Adding irrelevant predictor variables to the regression equation often increases \(R^2\). To compensate for this one can define an adjusted coefficient of determination, \(R^2\) adjusted (see Sheather 2009). Looking at our results we see that the \(R^2\) adjusted value actually decreased from the linear to the quadratic model, meaning that the predictor variable we added was actually an irrelevant variable that falsely raised the \(R^2\) value of the quadratic model. From thise analysis of the \(R^2\) and \(R^2\) adjusted values, we can determine that while neither of the models were very accurate in giving us reliable predictions about the future, the linear model has a slight edge over the quadratic model due to it’s higher \(R^2\) adjusted value.
We can also check our conclusions against what R concludes.
anova(OJ.lm,quad.lm)
Our RSS for the linear model as we can see is a bit higher than that of the quadratic model but by a very small difference.
cooks20x(OJ.lm)
As we can see, the cook’s plot has assigned a cook’s distance to each data point in the dataset, showing how much each specific data point would affect the regression analysis if it was removed. The greater the Cook’s distance, the more of an affect on the regression analysis the data point has. Taking out data point with high cooks distance may result in a better model due to less outliers possiby distorting the model. This is made clear in Chatterjee (2006)’s book where he discusses Cooks Distance with the Distance being represented by \(C_i\), “On the other hand, if there are data points with Ci values that stand out from the rest, these points should be flagged and examined. The model may then be refitted without the offending points to see the effect of these points”. Cook’s distance plot for OJ.lm highlights the 1st data point in this case.
OJcooked = OJ[-1,]
OJcooked.lm = lm(SweetIndex~Pectin, OJcooked)

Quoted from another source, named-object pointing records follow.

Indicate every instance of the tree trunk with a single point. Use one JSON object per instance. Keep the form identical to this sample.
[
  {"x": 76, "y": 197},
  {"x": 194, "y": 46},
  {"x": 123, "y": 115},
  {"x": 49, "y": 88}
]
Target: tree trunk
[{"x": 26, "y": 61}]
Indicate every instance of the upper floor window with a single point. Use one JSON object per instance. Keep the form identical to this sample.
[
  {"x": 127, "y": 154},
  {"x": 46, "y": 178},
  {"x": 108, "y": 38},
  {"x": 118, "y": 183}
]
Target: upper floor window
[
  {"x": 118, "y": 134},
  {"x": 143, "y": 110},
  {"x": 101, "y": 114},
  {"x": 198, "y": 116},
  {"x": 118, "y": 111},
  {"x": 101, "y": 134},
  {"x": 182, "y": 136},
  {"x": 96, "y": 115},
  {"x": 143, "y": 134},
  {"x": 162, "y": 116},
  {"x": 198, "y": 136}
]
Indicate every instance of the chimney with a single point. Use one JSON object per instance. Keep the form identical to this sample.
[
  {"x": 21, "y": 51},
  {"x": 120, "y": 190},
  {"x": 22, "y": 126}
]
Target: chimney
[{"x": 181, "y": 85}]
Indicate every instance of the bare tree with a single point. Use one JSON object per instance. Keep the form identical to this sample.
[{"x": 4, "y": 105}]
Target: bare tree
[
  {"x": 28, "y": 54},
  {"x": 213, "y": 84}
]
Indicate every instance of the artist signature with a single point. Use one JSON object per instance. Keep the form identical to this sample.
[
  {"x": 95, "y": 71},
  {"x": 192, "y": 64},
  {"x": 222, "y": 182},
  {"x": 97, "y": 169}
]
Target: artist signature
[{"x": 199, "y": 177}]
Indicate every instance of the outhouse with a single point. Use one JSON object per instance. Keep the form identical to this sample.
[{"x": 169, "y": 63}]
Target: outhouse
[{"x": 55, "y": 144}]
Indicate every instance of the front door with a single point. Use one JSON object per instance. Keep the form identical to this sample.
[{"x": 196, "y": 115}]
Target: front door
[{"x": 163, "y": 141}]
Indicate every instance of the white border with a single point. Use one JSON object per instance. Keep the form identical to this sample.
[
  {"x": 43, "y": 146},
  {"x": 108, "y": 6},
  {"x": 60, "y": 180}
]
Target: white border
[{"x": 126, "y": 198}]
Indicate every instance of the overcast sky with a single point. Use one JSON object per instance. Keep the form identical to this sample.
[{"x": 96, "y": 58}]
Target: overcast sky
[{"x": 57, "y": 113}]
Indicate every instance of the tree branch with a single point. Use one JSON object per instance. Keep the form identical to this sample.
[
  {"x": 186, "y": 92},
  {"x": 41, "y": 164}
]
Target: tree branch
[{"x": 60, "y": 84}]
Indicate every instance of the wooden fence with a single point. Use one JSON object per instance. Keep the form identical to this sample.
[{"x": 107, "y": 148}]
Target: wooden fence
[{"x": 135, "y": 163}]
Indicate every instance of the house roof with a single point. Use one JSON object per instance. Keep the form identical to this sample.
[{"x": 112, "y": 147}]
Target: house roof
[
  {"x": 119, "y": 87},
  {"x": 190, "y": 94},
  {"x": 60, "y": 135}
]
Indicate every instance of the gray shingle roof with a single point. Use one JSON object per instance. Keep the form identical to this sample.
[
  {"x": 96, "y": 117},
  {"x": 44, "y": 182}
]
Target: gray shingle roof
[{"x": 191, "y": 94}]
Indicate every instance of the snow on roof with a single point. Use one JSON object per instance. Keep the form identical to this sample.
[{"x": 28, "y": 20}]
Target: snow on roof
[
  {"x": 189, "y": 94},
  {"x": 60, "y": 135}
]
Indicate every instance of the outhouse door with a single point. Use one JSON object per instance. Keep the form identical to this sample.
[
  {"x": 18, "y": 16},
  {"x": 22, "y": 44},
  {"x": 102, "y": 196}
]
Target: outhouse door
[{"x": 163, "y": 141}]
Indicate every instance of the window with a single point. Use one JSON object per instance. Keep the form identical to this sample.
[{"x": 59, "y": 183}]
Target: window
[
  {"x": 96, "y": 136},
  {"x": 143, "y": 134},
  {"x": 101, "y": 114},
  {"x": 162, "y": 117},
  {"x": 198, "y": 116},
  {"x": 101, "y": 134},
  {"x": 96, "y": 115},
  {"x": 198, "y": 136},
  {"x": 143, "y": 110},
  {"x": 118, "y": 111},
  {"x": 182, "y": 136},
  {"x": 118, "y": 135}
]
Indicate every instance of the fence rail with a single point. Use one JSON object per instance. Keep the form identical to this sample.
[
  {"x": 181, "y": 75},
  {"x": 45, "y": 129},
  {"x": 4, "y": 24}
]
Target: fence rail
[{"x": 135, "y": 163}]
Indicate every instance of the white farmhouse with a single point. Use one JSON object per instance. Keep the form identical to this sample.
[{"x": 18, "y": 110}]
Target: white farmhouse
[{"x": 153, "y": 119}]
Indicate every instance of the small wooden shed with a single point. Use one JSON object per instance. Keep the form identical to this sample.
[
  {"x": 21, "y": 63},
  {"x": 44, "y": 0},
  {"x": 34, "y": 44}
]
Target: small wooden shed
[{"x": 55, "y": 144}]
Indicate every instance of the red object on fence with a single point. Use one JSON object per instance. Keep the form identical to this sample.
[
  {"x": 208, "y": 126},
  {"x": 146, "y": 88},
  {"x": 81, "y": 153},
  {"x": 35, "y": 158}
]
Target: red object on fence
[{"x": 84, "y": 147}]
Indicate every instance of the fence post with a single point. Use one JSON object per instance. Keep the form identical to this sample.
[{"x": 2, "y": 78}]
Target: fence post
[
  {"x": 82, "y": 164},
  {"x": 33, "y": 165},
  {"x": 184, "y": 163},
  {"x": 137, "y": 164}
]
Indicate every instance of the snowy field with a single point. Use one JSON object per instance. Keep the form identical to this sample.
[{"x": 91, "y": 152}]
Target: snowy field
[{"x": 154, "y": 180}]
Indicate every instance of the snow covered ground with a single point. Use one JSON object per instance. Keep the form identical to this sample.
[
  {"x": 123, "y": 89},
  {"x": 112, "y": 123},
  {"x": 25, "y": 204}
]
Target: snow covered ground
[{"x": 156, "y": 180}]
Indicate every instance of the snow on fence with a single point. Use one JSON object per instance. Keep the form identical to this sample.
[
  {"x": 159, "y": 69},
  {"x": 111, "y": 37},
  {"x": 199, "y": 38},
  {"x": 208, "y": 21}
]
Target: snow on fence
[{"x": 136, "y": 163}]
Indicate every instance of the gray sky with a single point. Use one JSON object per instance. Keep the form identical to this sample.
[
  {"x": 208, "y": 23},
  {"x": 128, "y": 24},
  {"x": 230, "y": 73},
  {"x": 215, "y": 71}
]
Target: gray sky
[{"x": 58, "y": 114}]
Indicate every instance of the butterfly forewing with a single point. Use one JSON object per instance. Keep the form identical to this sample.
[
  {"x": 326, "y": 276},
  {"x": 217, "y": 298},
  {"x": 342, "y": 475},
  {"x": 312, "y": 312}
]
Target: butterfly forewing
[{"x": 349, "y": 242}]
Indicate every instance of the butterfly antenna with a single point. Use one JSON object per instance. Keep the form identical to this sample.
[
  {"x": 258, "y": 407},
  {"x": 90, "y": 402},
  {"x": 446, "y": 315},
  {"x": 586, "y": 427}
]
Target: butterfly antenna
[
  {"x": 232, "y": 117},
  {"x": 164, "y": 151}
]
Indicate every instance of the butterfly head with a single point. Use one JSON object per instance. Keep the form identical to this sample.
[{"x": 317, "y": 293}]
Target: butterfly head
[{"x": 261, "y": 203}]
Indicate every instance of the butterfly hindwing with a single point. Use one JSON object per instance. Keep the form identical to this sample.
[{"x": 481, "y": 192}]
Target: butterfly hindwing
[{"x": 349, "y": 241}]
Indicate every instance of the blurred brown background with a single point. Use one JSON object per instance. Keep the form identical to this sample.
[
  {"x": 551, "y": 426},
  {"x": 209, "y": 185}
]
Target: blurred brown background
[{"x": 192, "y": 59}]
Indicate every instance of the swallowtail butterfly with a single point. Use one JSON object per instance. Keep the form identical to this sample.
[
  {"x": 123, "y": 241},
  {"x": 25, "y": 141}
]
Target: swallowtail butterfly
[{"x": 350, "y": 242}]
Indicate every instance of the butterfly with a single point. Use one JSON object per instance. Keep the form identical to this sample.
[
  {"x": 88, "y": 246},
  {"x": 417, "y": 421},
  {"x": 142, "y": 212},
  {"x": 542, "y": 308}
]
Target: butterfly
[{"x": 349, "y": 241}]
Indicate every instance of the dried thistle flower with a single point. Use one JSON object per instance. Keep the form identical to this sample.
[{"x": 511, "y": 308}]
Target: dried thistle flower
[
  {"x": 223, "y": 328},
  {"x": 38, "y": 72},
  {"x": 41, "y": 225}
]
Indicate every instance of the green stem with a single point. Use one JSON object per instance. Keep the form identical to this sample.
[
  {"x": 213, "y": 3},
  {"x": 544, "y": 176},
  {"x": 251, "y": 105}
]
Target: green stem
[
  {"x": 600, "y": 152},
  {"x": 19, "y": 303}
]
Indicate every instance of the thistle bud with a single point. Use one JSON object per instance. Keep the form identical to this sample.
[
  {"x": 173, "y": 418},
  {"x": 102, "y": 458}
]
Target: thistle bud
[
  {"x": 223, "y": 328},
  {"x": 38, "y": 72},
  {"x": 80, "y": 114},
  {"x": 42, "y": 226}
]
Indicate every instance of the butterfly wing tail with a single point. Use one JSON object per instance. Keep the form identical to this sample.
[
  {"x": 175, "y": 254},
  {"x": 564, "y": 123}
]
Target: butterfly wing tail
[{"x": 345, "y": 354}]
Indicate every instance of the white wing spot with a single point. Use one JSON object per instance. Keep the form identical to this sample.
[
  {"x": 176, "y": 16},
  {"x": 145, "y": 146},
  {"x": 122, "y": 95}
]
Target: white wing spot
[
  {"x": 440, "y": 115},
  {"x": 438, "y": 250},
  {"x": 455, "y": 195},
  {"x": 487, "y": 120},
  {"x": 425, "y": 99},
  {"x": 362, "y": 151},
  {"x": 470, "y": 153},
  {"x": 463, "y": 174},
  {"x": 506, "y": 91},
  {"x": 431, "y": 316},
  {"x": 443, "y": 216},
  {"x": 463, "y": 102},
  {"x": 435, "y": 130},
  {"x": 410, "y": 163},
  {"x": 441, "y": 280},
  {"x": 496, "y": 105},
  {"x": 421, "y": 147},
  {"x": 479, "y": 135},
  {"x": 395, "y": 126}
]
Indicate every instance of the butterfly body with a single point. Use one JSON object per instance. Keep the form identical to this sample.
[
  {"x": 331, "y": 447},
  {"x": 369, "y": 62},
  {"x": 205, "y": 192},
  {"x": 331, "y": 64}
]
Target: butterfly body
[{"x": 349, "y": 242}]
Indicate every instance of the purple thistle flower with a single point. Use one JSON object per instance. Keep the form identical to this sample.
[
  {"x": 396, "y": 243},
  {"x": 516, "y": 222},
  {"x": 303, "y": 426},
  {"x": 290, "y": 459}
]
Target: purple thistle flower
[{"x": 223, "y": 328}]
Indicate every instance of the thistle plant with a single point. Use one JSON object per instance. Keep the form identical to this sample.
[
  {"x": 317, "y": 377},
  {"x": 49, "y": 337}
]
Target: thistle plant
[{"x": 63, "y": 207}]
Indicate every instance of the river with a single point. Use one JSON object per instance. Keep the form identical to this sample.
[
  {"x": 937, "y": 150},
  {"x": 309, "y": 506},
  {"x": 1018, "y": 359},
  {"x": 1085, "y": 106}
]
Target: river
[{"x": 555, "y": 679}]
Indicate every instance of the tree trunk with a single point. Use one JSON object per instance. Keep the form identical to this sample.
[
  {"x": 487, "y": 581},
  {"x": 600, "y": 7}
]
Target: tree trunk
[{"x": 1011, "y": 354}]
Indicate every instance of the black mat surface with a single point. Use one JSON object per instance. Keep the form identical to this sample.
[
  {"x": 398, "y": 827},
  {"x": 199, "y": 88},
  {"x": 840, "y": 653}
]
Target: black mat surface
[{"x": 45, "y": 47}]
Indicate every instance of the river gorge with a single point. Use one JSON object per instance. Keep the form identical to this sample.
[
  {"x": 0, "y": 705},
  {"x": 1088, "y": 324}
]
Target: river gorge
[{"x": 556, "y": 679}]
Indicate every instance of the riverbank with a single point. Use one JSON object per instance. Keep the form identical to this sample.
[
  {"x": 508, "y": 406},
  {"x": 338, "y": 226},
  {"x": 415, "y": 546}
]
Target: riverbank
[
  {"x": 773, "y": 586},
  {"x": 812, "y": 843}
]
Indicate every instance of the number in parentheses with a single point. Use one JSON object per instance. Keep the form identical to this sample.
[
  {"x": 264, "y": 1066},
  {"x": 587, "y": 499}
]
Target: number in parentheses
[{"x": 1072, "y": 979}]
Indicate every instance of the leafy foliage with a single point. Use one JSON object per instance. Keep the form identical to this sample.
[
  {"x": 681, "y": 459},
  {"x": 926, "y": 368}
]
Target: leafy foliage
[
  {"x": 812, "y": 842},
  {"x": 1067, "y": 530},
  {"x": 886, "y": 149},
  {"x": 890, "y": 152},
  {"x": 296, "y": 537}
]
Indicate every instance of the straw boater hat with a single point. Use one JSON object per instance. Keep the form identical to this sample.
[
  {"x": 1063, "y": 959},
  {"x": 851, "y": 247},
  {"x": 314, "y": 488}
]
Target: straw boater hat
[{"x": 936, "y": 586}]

summary(OJ.lm)$adj.r.squared
## [1] 0.1935609
summary(OJcooked.lm)$adj.r.squared
## [1] 0.3323824
After removing the problematic data point from the first row of the data, we see that our \(R^2\) adjusted value increased greatly. We can see that the data point was throwing off our model from being able to model the trend well.
quadcooked.lm = lm(SweetIndex~Pectin + I(Pectin^2), OJcooked)
summary(quadcooked.lm)$adj.r.squared
## [1] 0.3542288
summary(quadcooked.lm)$r.squared
## [1] 0.4129352
Now building the quadratic model form the data with the high cook’s valued data point removed, we were able to obtain a higher value for both the \(R^2\) and \(R^2\) adjusted for the quadratic model. This tells us, that once the outlier point was removed from the data set, number of variables aside, the quadratic model is the better model between the two we built, and it has an \(R^2\) adjusted value of 0.413. The Cook’s plot helped us greatly to make the models to better fit the data set.
In conclusion, the quadratic model is a better a better fit for the data with the outlier removed while the linear model is a better fit for the raw data, but only slightly. However, neither of the models are signifigant predictors of SweetIndex given Pectin since the highest \(R^2\) value achieved was 0.413 when we were looking for a value closer to 1.
Based on The results of the SLR models made, we are not able to accurately predict levels of SweetIndex using Pectin. I do believe that with additional data however, that a reliable SLR model could be made and used by juice manufacturers so that they can get a good idea of how sweet the juice that their customers are getting is. With a reliable SLR model and the ability to monitor pectin levels, manufacturers may even be able to come up with ways to reduce or increase pectin in order to get the perfect amount of sweetness in their juice.
There are still more ways to improve our models and the experiment. When it comes to the model, taking out a few more outlier-type data points might be helpful, as well as possibly adding more predictor variables in a more complex model. I believe the greatest trouble with trying to make a good model for the data set was the relatively low number of data points. Typically we would shoot for a data set of at least size 30, and the more the better.
Chatterjee, Samprit. 2006. Regression Analysis by Example. 4th ed.. Wiley Series in Probability and Statistics. Hoboken, N.J.: Wiley-Interscience.
Mendenhall, William M. 2016. Statistics for Engineering and the Sciences / William M. Mendenhall, Terry L. Sincich. Sixth edition..
Sheather, Simon. 2009. A Modern Approach to Regression with R. Vol. 2. Springer Texts in Statistics. New York, NY: Springer New York.